Single point of Failure if a Satellite is down?

Sasha · February 12, 2020, 2:23am

I’ve been running a StorJ node on V3 since launch and I am quite pleased to be here and experience the testing and providing a SNO to the network.

However during this period I have noticed from time to time that a Satellite is unavailable (there’s a few threads with examples and I wont mention specific).

What actually happens from a customer’s point of view with the data they uploaded to StorJ via the Satellite (region) they’ve selected when that satellite is offline or unavailable temporarily.

Does this mean the customer is unable to access any of their data?
Is this a single point of failure which seems to indicate centralization even though there are hundreds of SNO’s providing storage to X piece of data for that Satellite?

Is this is a potential single point of failure a sort of centralization in StorJ. What can be done to overcome this obstacle to make it trutlly decentralized even from a Satellite’s perspective?

I’d love to see an in-depth discussion both with SNO’s and the StorJ team.

CC: @jocelyn

Pentium100 · February 12, 2020, 4:14am

Yes, if the satellite goes down then the customer cannot access his data, even though the nodes are online. If something bad happens to the satellite, the customers may lose access to their data, even though the data itself is still on the nodes.

Storj is not completely decentralized (like Bitcoin or trackerless torrents), the data is decentralized, so you get the performance and the lower cost of that, but the metadata is more-or-less centralized (depending on how many backup datacenters the satellite uses) and a few bombs could take it out.

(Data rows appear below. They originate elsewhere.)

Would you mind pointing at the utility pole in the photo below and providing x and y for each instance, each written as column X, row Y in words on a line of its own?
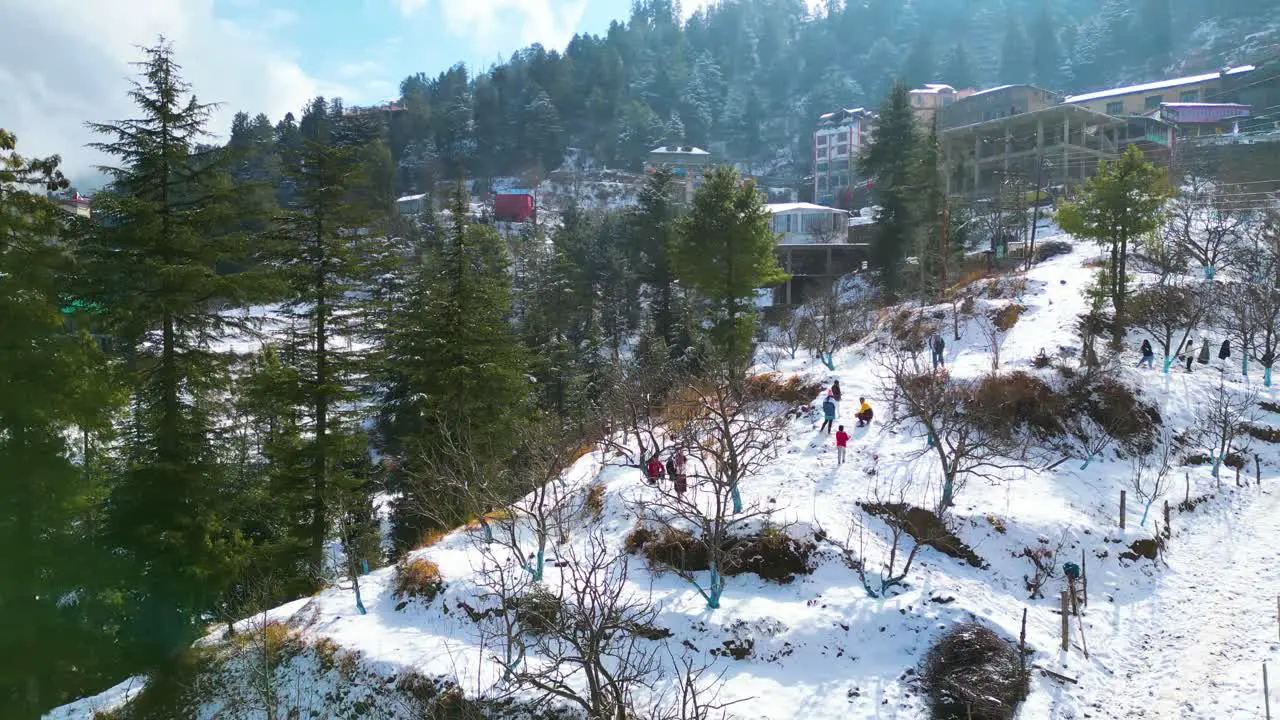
column 1031, row 247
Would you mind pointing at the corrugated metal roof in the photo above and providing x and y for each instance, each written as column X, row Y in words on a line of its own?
column 1159, row 85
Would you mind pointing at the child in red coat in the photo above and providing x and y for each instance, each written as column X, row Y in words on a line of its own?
column 841, row 443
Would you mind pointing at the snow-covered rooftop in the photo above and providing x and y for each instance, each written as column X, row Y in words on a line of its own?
column 932, row 89
column 680, row 150
column 991, row 90
column 775, row 208
column 1159, row 85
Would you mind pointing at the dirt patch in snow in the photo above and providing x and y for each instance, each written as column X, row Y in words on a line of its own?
column 926, row 527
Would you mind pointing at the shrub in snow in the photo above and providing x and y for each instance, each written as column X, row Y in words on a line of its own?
column 419, row 578
column 970, row 673
column 1051, row 249
column 773, row 555
column 791, row 391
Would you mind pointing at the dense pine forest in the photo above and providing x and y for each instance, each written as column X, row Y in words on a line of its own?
column 208, row 390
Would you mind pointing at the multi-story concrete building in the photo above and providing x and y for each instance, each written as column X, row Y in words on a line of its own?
column 689, row 164
column 926, row 101
column 1147, row 98
column 836, row 142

Sasha · February 20, 2020, 3:46am

I am surprised, only 1 reply?

deathlessdd · February 20, 2020, 4:20am

I think I saw somewhere if one satellite goes down another one will pick up where the other one left off but I could be wrong.

Pentium100 · February 20, 2020, 6:14am

I do not think so, the satellites seem to be completely separate - separate billing, node can be DQ on one satellite, but not another etc.

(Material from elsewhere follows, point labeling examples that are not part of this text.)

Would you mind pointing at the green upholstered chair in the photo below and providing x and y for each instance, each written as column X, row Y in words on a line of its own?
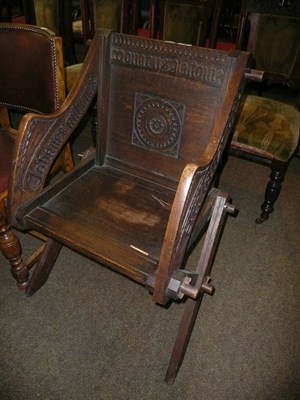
column 267, row 129
column 190, row 22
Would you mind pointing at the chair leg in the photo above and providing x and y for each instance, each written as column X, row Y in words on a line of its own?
column 11, row 250
column 278, row 170
column 183, row 336
column 44, row 266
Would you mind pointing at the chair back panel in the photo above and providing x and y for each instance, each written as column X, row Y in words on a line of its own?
column 25, row 69
column 147, row 130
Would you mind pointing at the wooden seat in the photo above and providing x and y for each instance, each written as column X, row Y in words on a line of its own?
column 267, row 129
column 139, row 203
column 31, row 81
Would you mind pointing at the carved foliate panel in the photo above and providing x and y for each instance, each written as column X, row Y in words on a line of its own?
column 190, row 62
column 39, row 149
column 157, row 124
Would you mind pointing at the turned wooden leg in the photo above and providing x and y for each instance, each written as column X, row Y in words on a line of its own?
column 272, row 190
column 11, row 249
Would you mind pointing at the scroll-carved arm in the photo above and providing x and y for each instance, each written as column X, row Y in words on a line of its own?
column 190, row 195
column 40, row 138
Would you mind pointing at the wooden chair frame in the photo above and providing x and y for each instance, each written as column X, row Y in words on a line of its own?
column 146, row 240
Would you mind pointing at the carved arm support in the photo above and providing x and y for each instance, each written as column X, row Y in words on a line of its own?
column 41, row 137
column 190, row 195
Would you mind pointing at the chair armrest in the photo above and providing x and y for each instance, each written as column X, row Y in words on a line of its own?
column 190, row 195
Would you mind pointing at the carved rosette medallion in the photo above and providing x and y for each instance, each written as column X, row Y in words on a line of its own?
column 157, row 124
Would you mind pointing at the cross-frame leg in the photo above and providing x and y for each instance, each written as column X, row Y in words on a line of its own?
column 200, row 286
column 44, row 266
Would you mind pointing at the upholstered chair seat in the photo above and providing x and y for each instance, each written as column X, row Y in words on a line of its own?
column 267, row 127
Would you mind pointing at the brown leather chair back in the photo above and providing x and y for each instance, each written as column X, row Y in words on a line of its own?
column 26, row 67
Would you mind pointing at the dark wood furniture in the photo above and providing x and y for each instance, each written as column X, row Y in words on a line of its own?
column 140, row 202
column 189, row 21
column 31, row 81
column 267, row 130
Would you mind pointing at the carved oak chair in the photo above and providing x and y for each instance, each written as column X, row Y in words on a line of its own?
column 139, row 203
column 267, row 129
column 189, row 21
column 31, row 81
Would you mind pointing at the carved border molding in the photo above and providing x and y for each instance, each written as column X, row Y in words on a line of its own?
column 195, row 63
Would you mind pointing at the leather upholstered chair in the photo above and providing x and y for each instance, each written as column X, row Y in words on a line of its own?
column 32, row 80
column 267, row 129
column 190, row 21
column 139, row 203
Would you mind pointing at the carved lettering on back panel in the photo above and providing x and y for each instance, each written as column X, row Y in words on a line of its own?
column 191, row 62
column 157, row 124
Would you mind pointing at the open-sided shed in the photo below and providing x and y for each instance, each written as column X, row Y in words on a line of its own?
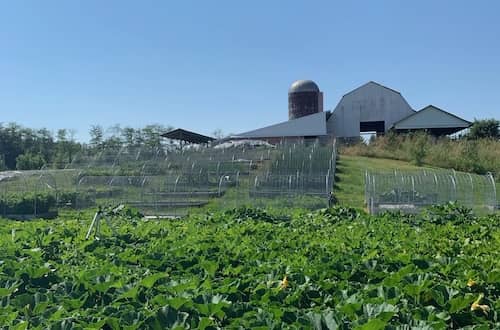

nerdatwork · February 20, 2020, 6:24am

I hope you know Satellite is NOT a single computer but a bunch of them.

Pentium100 · February 20, 2020, 6:39am

Yes, but it is still centralized. While the data itself is spread out over multiple nodes and is presumably very resilient, the whole service is only as reliable as the central satellite (which, I assume, is using HA and such, like all the other cloud services, for example AWS).

So, a couple of bombs on data centers or a good earthquake would result in lost data, even though the files themselves are intact.

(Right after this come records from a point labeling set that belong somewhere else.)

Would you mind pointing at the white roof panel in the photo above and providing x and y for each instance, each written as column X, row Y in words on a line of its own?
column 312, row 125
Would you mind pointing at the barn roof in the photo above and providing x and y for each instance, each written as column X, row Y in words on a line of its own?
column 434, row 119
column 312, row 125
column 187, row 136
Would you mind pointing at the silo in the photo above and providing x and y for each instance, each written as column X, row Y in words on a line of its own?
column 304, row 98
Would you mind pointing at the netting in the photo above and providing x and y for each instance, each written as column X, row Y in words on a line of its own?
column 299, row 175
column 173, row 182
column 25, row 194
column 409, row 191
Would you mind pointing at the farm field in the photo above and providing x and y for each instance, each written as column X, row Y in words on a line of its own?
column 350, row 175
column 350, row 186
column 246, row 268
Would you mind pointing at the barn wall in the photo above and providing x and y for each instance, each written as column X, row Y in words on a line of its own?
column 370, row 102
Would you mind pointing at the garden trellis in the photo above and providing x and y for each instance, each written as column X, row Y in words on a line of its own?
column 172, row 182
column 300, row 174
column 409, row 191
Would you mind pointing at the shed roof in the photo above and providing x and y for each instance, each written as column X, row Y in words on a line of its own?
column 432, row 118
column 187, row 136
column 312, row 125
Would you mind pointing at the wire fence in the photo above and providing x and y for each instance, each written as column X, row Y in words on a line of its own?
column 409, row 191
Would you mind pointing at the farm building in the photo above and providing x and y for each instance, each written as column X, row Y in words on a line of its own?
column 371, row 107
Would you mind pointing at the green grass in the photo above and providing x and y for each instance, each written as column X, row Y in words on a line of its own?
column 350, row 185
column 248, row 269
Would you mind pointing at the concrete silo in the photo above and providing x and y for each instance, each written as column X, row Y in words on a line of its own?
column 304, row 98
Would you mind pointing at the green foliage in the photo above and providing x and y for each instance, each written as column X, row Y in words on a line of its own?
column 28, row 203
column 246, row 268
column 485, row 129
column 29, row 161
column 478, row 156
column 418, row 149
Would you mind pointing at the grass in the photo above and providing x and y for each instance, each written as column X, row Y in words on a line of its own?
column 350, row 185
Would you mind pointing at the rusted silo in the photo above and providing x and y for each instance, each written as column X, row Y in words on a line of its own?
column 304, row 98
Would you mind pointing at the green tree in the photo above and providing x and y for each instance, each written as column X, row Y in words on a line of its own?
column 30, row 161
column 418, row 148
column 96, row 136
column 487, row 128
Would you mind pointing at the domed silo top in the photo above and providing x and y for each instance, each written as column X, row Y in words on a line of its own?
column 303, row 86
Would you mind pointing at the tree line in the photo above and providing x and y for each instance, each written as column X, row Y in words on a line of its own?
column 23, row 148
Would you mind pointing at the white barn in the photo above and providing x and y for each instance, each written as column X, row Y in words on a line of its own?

At least in my opinion, Storj/Tardigrade is not more decentralized than, say, AWS or other similar services as far as reliability is concerned, just that using SNOs for the data make it possible to offer the same service cheaper and possibly faster. Reliability would be essentially the same.

jtolio · February 20, 2020, 5:14pm

Hey friends!

Yeah, this issue is something we’ve thought long and hard about. @nerdatwork is right that a Satellite is not a single computer, but Pentium100 seems to understand this - Satellites should be run with industry-leading techniques for high availability and so on like other cloud services. But yes, if a disaster happens to the right data centers, all data stored with a specific Satellite (which may be spread across multiple data centers) could be lost. Of course, if a user replicates their data to multiple Satellites at their discretion, this problem is lessened, but I still understand why this might feel dissatisfying from a true-decentralization perspective.

We think there’s a long road ahead in decentralizing the internet, and we’re trying to take pragmatic, incremental steps to get there. Here’s an excerpt about this very issue from our whitepaper, section 6.2:

6.2. Improving user experience around metadata

In our initial concrete implementation, we place significant burdens on the Satellite operator to maintain a good service level with high availability, high durability, regular payments, and regular backups. We expect a large degree of variation in quality of Satellites, which led us to implement our quality control program (see section 4.21).

Over time, clients of Satellites will want to reduce their dependence on Satellite operators and enjoy more efficient data portability between Satellites besides downloading and uploading their data manually. We plan to spend significant time on improving this user experience in a number of ways.

In the short term, we plan to build a metadata import/export system, so users can make backups of their metadata on their own and transfer their metadata between Satellites.

In the medium term, we plan to reduce the size of these exports considerably and make as much of this backup process as automatic and seamless as possible. We expect to build a system to periodically back up the major portion of the metadata directly to the network.

In the long term, we plan to architect the Satellite out of the platform. We hope to eliminate Satellite control of the metadata entirely via a viable Byzantine-fault tolerant consensus algorithm, should one arise. The biggest challenge to this is finding the right balance between coordination avoidance and Byzantine fault tolerant consensus, where storage nodes can interact with one another and share encoded pieces of files while still operating within the performance levels users will expect from a platform that is competing with traditional cloud storage providers. Our team will continue to research viable means to achieve this end.

See section 2.10 and appendix A for discussions on why we aren’t tackling the Byzantine fault tolerant consensus problem right away.

The referenced sections are also worth reading. Lots of trade-offs in this field!